The GOP-crafted legislation also requires both chambers of Congress to either pass a budget or have their salary withheld -- a move that Republicans say puts the nation on a path toward fiscal responsibility and positions them better for the looming fiscal fights. House Democrats, meanwhile, grumbled that the short-term bill amounts to political gimmickry that keeps Washington in crisis mode. Still, some Democrats argued the GOP bill reveals that Republicans are at a disadvantage in the debate over the debt limit.
The "No budget, no pay" bill passed 285 to 144, with most Democrats voting against it.
"The premise here is pretty simple," House Speaker John Boehner said on the House floor. "It says there should be no long-term increase in the debt limit until there's a long term plan to deal with the fiscal crisis that faces our country. Every hardworking taxpayer in America knows that they have to do a budget. Every hardworking taxpayer understands that you can't continue to spend money that you don't have."
Senate Democrats said they will pass the bill as it stands because they were planning to draft a budget anyway, adding that the bill sets the precedent of taking the debt ceiling out of negotiations over government spending.
"Gambling with default was never a sound plan for Republicans," Sen. Chuck Schumer, D-N.Y., said today. "The president stared down Republicans, [and] they blinked because they realized they didn't have the leverage they thought they would."

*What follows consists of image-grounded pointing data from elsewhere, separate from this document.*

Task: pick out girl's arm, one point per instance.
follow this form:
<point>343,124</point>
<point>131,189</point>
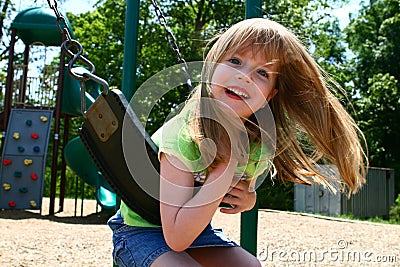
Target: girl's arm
<point>240,197</point>
<point>183,215</point>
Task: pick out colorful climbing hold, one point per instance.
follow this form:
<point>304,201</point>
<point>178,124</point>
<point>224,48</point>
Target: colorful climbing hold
<point>33,204</point>
<point>6,187</point>
<point>16,135</point>
<point>11,204</point>
<point>23,190</point>
<point>33,176</point>
<point>43,118</point>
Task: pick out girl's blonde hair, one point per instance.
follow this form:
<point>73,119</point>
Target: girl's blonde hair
<point>304,104</point>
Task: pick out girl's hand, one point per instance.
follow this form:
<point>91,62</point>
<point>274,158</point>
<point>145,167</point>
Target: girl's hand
<point>240,198</point>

The U.S. Treasury has already hit its $16.4 trillion borrowing limit, but the department has been able to extend its borrowing authority through various accounting tricks. However, Treasury Secretary Timothy Geithner has informed Congress that the department should exhaust that authority by mid-February or March. If Congress fails to raise the limit by then, the government risks defaulting on its loans, which could have catastrophic economic consequences.
The White House has said that while the "No budget, no pay" bill is far from ideal, President Obama will sign it into law should both chambers pass it, in order to lift the immediate threat of default.
Initially, Republicans wanted dollar-for-dollar spending cuts to match the debt limit increase. President Obama has said he's willing to discuss more spending cuts in separate talks, but that he will not negotiate over raising the debt limit. So, at a House Republican retreat earlier this month, the GOP crafted this plan to avoid the ugly fight over the debt limit that Congress waged in the summer of 2011, to the detriment of the economy and Congress' approval ratings.
By "suspending" the debt limit until May 19, some conservatives have made the case that Republicans have put themselves in a better position for upcoming fiscal fights -- they'll be able to demand spending cuts during debates over the so-called "sequester" and the federal budget (both of which must be addressed by March) while the threat of default hangs on the horizon.